Watch stocks you care about
The single, easiest way to keep track of all the stocks that matter...
Your own personalized stock watchlist!
It's a 100% FREE Motley Fool service...
The winds of change are blowing through the S&P 500 -- and traders are already taking advantage of the new climate.
The widely aped S&P 500 announced changes to its components yesterday. In order to reflect their growing market caps, F5 Networks (Nasdaq: FFIV ) , Netflix (Nasdaq: NFLX ) , and Newfield Exploration (NYSE: NFX ) will move from S&P's MidCap 400 index to the S&P 500.
In turn, current S&P 500 members New York Times Co. (NYSE: NYT ) , Office Depot (NYSE: ODP ) , and Eastman Kodak (NYSE: EK ) will fall back into the MidCap 400. In addition, Cablevision (NYSE: CVC ) will take the place of King Pharmaceuticals.

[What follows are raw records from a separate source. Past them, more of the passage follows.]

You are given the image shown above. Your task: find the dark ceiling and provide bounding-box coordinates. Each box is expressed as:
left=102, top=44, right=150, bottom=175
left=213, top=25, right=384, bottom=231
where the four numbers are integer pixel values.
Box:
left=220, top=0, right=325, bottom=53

King is being nixed because Pfizer is about to acquire it, but the other three are simply victims of their fade in popularity. Newspapers, office supplies, and photofinishing are industries that have come under fire in recent years, though Office Depot's slide is more company-specific.
Over the next few days you'll be seeing an interesting phenomenon take place. Cablevision, F5, Netflix, and Newfield won't be officially added to the index until the end of next week, but that's unlikely to stop the next few days of gains. Investors know that index funds managers will be buying to be in position by next Friday's close, so buying in ahead of the horde is an easy trade.
It doesn't always play out that way. If speculators outnumber the eventual fund investors, the gains being notched today by the four additions may come undone in the coming days.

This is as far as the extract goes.